Год и одиннадцать месяцев назад
Январь выдался снежный и вьюжный, и кормушки то и дело заносило. Константин Федорович каждый день обходил их, расчищая снег и насыпая пищу зверям и птицам. Илья рвался помогать, но пока сил хватало только на самую близкую дорогу. Да и то старик сердился, говорил, чтобы помощник не усердствовал почем зря.

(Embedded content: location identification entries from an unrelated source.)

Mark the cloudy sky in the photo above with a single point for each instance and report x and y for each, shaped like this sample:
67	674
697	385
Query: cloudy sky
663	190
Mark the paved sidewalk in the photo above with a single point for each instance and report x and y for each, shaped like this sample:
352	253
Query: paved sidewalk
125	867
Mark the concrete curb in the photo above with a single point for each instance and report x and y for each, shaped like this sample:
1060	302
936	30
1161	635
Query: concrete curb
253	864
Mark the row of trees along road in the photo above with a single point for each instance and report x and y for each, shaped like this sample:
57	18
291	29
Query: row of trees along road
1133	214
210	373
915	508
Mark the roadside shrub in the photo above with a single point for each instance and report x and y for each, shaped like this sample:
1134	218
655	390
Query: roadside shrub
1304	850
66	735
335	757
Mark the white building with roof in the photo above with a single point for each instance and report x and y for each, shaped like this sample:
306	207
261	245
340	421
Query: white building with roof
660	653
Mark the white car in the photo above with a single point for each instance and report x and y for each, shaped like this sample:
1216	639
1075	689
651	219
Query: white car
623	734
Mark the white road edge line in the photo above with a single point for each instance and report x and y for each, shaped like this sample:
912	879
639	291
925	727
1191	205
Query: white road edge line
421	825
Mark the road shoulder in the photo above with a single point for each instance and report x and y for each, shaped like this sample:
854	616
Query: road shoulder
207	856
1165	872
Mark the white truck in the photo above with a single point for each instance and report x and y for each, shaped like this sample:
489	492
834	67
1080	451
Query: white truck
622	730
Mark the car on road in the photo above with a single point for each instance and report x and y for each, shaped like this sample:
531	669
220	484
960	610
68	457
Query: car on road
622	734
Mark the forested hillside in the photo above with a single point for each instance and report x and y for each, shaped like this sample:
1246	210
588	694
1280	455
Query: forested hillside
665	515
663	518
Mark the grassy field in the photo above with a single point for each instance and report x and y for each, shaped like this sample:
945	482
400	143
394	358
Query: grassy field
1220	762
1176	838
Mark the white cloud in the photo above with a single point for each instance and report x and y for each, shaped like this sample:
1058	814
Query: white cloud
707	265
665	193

– Ты, Илья, не спорь со мной! – горячился он. – Слаб ты еще! К чему рисковать да забираться в глушь? Не приведи господь, случится что, тогда только на Айки надежда: я сам не скоро тебя найду.
Пес, услышав свою кличку, привставал и радостно тявкал.
Однако вскоре Константин Федорович перестал отказываться от помощи и даже оформил Илью на полставки в лесничество. На имя Мазурова Николая Николаевича. И теперь Илья получал хоть и крошечную, но зарплату.
– На, – Константин Федорович протянул Илье паспорт, – я оформил тебя по этому документу, но лучше его не свети нигде. Ты не слишком-то на этого Николая похож.
Илья, хмурясь, сунул паспорт в карман:
– Другого пока нет.
– Я смотрю, восстановление тобой своего честного имени затягивается. Значит, ты неизвестно когда своими документами пользоваться будешь. Мне так кажется. Но я могу и ошибаться.
Илья неопределенно пожал плечами.
– Наверное. Но мне хотелось бы верить в обратное.
– Есть у меня один человек... – Константин Федорович помолчал, глядя в пространство, и через некоторое время продолжил: – В общем так. Давай делай снимок на паспорт, и я буду тебе новый выправлять.
– Как это? – вытаращил глаза Илья.
– Как, как? – передразнил его Константин Федорович. – Руками! Не думаешь же ты без документы и дальше жить.
* * *
Накануне шел снег с дождем. Ночью ударил сильный мороз, и все покрылось ледовой коркой, прочной и толстой. Константин Федорович рано утром отправился на работу – расчищать кормушки и раскладывать корм. Но сегодня Илью взять с собой категорически отказался.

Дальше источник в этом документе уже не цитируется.